Reputation: 319
Im using JPA in my Java ee application. I have a table A mapped to a class A. Now when I query the entity (e.g. by its id) it always returns a different object. Example:
public A getAById(int id) {
A obj = (A) em.createNamedQuery("getAById")
.setParameter("id", id).getSingleResult();
return obj;
}
public void test(){
getAById(1)==getAById(1) //is false
}
Is there a way to tell JPA not to always create new instances when querying from a database but to return an existing object if it hast alreay been queried?
//EDIT This article helped me a lot: http://en.wikibooks.org/wiki/Java_Persistence/Caching#Example_JPA_2.0_Cacheable_annotation
Upvotes: 1
Views: 3081
Reputation: 21145
JavaEE containers wrap the JPA providers EntityManager in a proxy, so the behavior you see is likely because your container gets a new EM outside of a transaction. Your two getAById(1) calls are going to two different EntityManagers underneath the covers. You can get around this by wrapping them in a single transaction, forcing the container to use the same entity manager for the life of the transaction.
Upvotes: 2
Reputation: 11298
Is there a way to tell JPA not to always create new instances when querying from a database but to return an existing object if it hast already been queried?
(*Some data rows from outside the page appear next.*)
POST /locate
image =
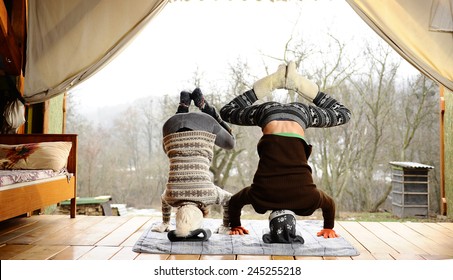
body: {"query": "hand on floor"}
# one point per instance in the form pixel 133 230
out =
pixel 327 233
pixel 161 227
pixel 223 230
pixel 238 231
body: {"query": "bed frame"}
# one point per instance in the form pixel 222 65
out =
pixel 24 200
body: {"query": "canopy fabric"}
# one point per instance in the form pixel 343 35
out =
pixel 421 31
pixel 70 40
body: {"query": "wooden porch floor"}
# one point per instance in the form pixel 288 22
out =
pixel 57 237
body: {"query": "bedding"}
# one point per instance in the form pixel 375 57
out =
pixel 11 177
pixel 25 157
pixel 44 155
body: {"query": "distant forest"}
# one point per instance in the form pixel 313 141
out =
pixel 395 117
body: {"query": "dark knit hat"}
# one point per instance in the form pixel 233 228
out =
pixel 282 225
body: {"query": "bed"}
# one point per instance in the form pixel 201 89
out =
pixel 26 197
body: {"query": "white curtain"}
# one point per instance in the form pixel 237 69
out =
pixel 419 30
pixel 70 40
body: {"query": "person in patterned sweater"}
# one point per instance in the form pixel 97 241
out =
pixel 283 179
pixel 188 141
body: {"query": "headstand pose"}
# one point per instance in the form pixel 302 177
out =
pixel 283 179
pixel 188 141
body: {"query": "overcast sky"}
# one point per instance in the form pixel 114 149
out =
pixel 211 35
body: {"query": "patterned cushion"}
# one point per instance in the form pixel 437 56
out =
pixel 44 155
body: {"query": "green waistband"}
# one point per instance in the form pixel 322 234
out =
pixel 290 134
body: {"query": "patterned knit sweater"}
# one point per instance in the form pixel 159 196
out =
pixel 190 155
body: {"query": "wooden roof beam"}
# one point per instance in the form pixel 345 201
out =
pixel 12 46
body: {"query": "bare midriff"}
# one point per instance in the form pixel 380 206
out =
pixel 279 126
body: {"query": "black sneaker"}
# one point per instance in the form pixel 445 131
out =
pixel 184 102
pixel 198 98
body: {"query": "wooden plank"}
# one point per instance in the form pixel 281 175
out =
pixel 144 256
pixel 68 233
pixel 383 256
pixel 131 240
pixel 123 232
pixel 369 240
pixel 440 228
pixel 6 237
pixel 393 239
pixel 96 232
pixel 283 258
pixel 424 243
pixel 9 251
pixel 447 225
pixel 13 224
pixel 436 236
pixel 100 253
pixel 39 252
pixel 44 231
pixel 72 253
pixel 217 257
pixel 306 258
pixel 253 257
pixel 125 253
pixel 332 258
pixel 363 256
pixel 437 257
pixel 342 230
pixel 407 257
pixel 184 257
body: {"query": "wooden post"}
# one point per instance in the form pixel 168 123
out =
pixel 443 199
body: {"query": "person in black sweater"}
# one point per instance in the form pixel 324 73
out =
pixel 283 179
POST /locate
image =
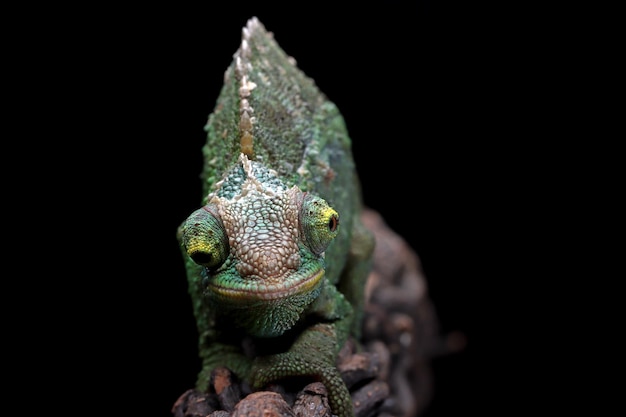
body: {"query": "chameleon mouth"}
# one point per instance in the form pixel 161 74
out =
pixel 259 290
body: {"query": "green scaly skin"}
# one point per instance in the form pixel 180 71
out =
pixel 277 258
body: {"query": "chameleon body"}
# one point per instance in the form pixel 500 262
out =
pixel 276 257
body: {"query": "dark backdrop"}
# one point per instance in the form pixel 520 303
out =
pixel 414 84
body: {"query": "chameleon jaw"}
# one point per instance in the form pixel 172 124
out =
pixel 258 290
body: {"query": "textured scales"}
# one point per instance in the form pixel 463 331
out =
pixel 277 257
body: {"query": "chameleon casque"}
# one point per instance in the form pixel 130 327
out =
pixel 277 256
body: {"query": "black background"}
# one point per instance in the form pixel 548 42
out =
pixel 421 94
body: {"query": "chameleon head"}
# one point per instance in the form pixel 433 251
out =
pixel 262 248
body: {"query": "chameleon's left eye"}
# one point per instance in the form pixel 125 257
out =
pixel 204 238
pixel 319 223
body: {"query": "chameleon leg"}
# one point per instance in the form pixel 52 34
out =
pixel 310 355
pixel 217 355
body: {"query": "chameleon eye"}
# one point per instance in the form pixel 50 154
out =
pixel 204 238
pixel 319 223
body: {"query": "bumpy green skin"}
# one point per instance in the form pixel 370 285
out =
pixel 292 136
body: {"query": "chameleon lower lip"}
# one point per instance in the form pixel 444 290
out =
pixel 269 292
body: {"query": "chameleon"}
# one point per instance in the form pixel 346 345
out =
pixel 276 257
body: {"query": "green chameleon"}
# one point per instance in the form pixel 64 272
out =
pixel 277 257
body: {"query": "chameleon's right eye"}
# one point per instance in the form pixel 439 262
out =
pixel 204 238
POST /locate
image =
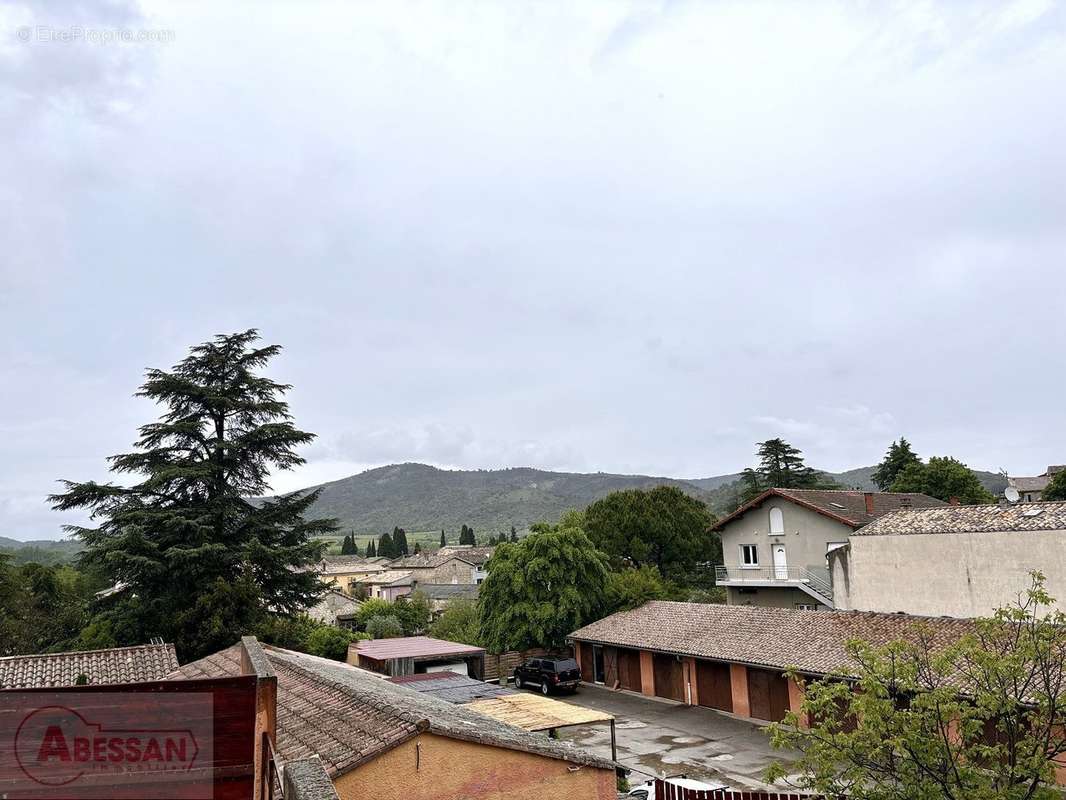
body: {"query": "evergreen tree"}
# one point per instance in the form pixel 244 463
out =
pixel 400 542
pixel 202 563
pixel 899 458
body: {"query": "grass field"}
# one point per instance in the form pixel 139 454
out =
pixel 429 539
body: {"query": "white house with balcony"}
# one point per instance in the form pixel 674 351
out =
pixel 775 547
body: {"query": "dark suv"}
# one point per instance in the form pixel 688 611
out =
pixel 548 674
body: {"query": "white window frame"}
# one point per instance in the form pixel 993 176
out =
pixel 744 563
pixel 780 517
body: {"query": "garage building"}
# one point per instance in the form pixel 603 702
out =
pixel 732 658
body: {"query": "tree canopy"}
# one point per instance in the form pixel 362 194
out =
pixel 981 719
pixel 200 563
pixel 662 527
pixel 542 588
pixel 899 458
pixel 942 478
pixel 1056 488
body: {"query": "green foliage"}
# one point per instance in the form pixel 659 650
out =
pixel 467 537
pixel 899 458
pixel 306 635
pixel 631 588
pixel 328 641
pixel 942 478
pixel 414 612
pixel 385 627
pixel 369 609
pixel 540 589
pixel 976 720
pixel 203 561
pixel 1056 488
pixel 400 542
pixel 349 547
pixel 43 607
pixel 459 622
pixel 780 466
pixel 662 527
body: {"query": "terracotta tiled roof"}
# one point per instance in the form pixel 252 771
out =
pixel 845 507
pixel 389 577
pixel 810 641
pixel 971 518
pixel 350 716
pixel 112 666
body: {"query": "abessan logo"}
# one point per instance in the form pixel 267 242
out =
pixel 57 746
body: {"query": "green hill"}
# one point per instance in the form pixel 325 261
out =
pixel 421 498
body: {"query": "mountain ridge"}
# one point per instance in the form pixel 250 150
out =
pixel 420 497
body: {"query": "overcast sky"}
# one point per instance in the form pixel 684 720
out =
pixel 619 237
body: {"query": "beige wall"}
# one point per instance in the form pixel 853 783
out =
pixel 433 767
pixel 805 538
pixel 947 574
pixel 450 572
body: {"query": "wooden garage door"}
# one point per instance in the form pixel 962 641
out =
pixel 768 694
pixel 586 662
pixel 668 680
pixel 629 669
pixel 713 685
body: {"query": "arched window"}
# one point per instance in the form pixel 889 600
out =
pixel 776 521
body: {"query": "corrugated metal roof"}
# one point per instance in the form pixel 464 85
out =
pixel 414 646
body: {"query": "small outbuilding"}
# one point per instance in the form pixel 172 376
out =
pixel 417 654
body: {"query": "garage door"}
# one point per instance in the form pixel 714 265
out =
pixel 768 694
pixel 668 680
pixel 713 685
pixel 629 669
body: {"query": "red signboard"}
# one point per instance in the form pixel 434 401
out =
pixel 188 739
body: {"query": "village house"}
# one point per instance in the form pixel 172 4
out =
pixel 954 560
pixel 89 667
pixel 775 547
pixel 335 608
pixel 342 571
pixel 732 658
pixel 388 586
pixel 417 654
pixel 380 739
pixel 1031 489
pixel 454 564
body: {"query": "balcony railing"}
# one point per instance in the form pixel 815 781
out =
pixel 725 575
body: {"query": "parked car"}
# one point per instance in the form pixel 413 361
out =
pixel 647 790
pixel 548 674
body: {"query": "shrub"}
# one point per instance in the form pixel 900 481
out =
pixel 386 626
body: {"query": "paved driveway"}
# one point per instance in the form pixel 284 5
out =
pixel 659 737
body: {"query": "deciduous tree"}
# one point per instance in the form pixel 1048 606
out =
pixel 942 478
pixel 899 458
pixel 979 719
pixel 540 589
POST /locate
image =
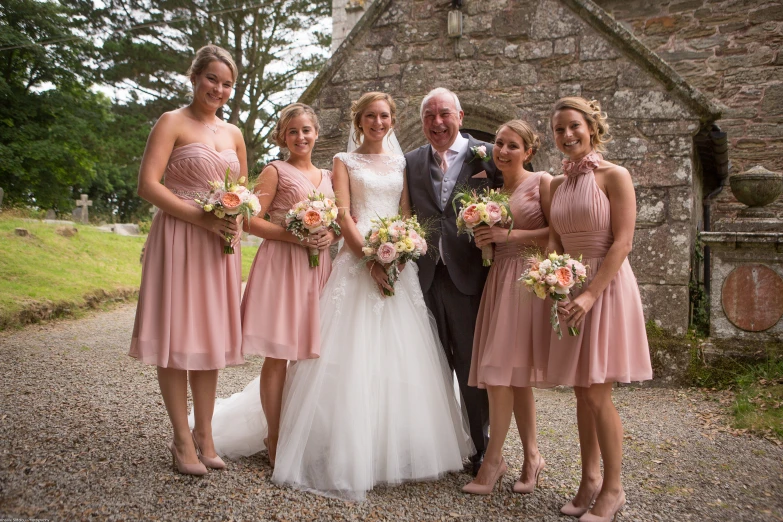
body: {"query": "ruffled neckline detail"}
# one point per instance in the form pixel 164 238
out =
pixel 584 165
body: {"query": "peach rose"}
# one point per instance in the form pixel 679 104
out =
pixel 565 278
pixel 495 215
pixel 386 253
pixel 471 215
pixel 230 201
pixel 312 220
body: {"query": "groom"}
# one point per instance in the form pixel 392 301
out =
pixel 452 280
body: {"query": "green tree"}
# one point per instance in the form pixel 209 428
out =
pixel 47 115
pixel 272 41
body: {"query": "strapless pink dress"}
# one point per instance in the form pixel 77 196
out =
pixel 612 343
pixel 188 312
pixel 511 342
pixel 280 313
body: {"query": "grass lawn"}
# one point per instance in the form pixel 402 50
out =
pixel 758 405
pixel 47 267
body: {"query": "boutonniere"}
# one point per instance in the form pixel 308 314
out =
pixel 479 152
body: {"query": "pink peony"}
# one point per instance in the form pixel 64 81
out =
pixel 230 201
pixel 471 215
pixel 565 278
pixel 312 219
pixel 386 253
pixel 494 211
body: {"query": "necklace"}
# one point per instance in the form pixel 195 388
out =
pixel 213 129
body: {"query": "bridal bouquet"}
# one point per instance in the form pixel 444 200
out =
pixel 490 208
pixel 555 276
pixel 392 241
pixel 311 215
pixel 228 198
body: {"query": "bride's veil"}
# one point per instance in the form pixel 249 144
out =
pixel 390 142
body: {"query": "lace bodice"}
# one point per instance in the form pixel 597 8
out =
pixel 376 185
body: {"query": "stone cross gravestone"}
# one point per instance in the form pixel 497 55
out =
pixel 84 203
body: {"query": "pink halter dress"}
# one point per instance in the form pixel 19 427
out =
pixel 511 341
pixel 280 313
pixel 188 312
pixel 612 343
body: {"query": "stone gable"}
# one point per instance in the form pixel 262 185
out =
pixel 729 50
pixel 515 58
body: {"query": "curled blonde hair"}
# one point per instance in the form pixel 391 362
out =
pixel 596 120
pixel 525 131
pixel 208 54
pixel 288 113
pixel 359 106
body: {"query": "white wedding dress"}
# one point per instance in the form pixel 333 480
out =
pixel 378 406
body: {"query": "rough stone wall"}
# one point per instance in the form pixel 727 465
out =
pixel 516 57
pixel 731 51
pixel 345 14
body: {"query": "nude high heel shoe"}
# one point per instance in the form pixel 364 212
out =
pixel 185 469
pixel 211 462
pixel 618 506
pixel 571 510
pixel 482 489
pixel 528 487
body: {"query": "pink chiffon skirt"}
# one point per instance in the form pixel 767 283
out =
pixel 511 341
pixel 280 312
pixel 188 316
pixel 612 341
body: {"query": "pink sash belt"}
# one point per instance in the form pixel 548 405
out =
pixel 590 245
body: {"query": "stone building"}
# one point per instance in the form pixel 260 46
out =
pixel 680 80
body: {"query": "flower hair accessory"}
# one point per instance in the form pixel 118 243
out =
pixel 479 152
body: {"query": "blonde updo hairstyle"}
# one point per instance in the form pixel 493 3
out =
pixel 596 120
pixel 525 131
pixel 359 106
pixel 208 54
pixel 286 115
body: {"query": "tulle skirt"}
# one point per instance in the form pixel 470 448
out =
pixel 379 405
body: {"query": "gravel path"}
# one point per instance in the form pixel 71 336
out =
pixel 83 433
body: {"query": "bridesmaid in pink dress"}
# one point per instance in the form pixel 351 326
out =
pixel 280 314
pixel 187 319
pixel 593 214
pixel 511 342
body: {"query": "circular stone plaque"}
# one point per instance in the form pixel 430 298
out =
pixel 752 297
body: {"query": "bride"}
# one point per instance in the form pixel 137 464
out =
pixel 378 406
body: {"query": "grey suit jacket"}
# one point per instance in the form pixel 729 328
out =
pixel 462 257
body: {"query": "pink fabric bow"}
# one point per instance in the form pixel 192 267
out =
pixel 582 166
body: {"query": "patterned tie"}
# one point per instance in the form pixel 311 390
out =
pixel 441 159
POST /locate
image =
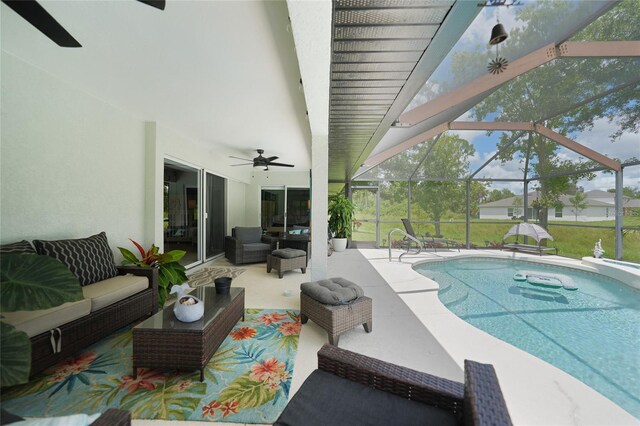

JPA never creates new entity for select queries. See the following example
Query qry = em.createNamedQuery("SELECT r FROM BusinessUnit r WHERE r.buKey = :buKey");
Object result1 = qry.setParameter("buKey", "32").getSingleResult();
qry = em.createNamedQuery("SELECT r FROM BusinessUnit r WHERE r.buKey = :buKey");
Object result2 = qry.setParameter("buKey", "32").getSingleResult();
System.out.println(result1 == result2);
For the above, I get result1 == result2
true, since hashCode
method is overwritten in entity class.
If your entity class is overwritten the equals
method, you can test with equals method instead of comparing with object reference.
public void test(){
getAById(1).equals(getAById(1)) ;
}
Upvotes: 3
Reputation: 2257
if there is already an existing entity instance in the persistence context, yes, but you need to use EntityManager operations such entityManager.find(entity.class, id); Doing this will ask entitymanager to find entity from associated PersistenceContext first, if it cannot find it it will query from DB. Once the entity instance is first time loaded into associated PersistenceContext, the rest query against same entity ID will not trigger a DB query and always reuse the one cached in PersistenceContext. This is JPA first level cache.
Using JPQL will not fit your requirement, since JPQL will bypass PersistenceContext and always communicate with DB directly, which will end up with getting different java object(same entity in terms of primary key).